For hundreds of years, Charlestown was famous for its pottery and the Edmands family was one of the most successful producers of stoneware.

Charlestown was famous for its earthenware, dating back to the Provincial Period of the late 1600s. There were huge clay deposits in the area between Medford Street and the Mystic River and early potters used the clay from these pits to make their pots.

By the 18th Century, Charlestown was the heart of the pottery business — there were upwards of 40 potters operating out of eight or nine shops near Austin Street. During their heyday they shipped their red ware north to Maine and south to Cape Cod and to the Connecticut River. At the peak of its prosperity, in 1775, the town, with all its buildings including its pottery shops, were destroyed by fire.

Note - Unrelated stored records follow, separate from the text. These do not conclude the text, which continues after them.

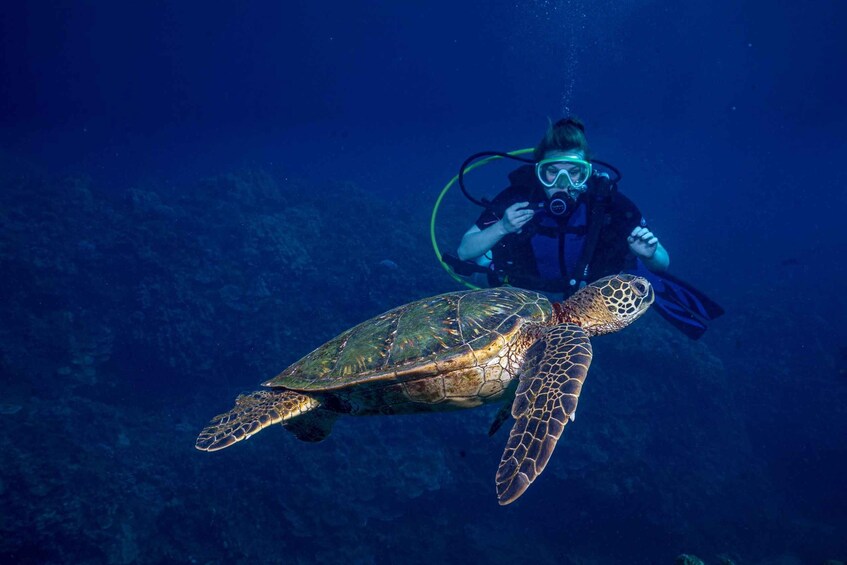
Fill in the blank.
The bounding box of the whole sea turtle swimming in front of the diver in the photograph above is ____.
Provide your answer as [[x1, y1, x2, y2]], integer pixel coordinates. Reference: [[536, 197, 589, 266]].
[[196, 275, 653, 505]]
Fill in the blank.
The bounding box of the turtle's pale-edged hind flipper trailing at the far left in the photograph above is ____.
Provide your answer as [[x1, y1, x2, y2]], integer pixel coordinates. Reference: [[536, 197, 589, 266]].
[[194, 390, 320, 451]]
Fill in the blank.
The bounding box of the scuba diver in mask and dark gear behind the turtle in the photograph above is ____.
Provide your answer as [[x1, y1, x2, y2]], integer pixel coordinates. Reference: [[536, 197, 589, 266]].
[[443, 117, 723, 339]]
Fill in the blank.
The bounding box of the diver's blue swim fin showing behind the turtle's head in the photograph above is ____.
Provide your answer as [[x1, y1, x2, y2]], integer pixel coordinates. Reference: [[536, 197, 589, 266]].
[[635, 260, 724, 339]]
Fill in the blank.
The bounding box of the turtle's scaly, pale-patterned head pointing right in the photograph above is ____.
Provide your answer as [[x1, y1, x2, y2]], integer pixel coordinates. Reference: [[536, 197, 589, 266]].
[[557, 274, 655, 335]]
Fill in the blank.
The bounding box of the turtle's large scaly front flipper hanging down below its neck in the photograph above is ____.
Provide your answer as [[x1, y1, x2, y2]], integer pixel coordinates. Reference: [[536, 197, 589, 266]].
[[496, 324, 591, 505]]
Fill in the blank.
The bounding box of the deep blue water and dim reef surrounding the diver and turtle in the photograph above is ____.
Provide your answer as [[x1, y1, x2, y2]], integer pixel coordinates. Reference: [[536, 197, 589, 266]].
[[0, 0, 847, 565]]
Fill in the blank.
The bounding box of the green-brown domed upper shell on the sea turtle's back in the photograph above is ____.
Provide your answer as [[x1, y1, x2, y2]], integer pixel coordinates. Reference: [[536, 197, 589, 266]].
[[264, 287, 552, 391]]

Although many potters never recovered, in 1812 Barnabas Edmands built a pottery on Austin Street where he began to make stoneware. Researchers discovered that red ware was poisonous because of its lead content and Edmands was one of many trying to introduce stoneware as a better alternative. It was a harder ceramic; it burned at a higher temperature, did not leak and was safe to use.

In 1850, Edmands and his family moved their pottery factory to a wharf on the Mystic River, toward the Neck. There, they built large furnaces to replace their out-of-date kilns. Edmands’ sons, Edward and Thomas continued the company as Edmands & Hopper Pottery Works and added the manufacture of drain pipe to the pottery line. The factory produced pottery on the banks of the Mystic River until 1905.

Information for this article was compiled from various resources, including ‘Gaining Ground: a History of Landmaking in Boston’ by Nancy S. Seasholes and ‘Early New England Potters and Their Wares’ by Lura Woodside Watkins.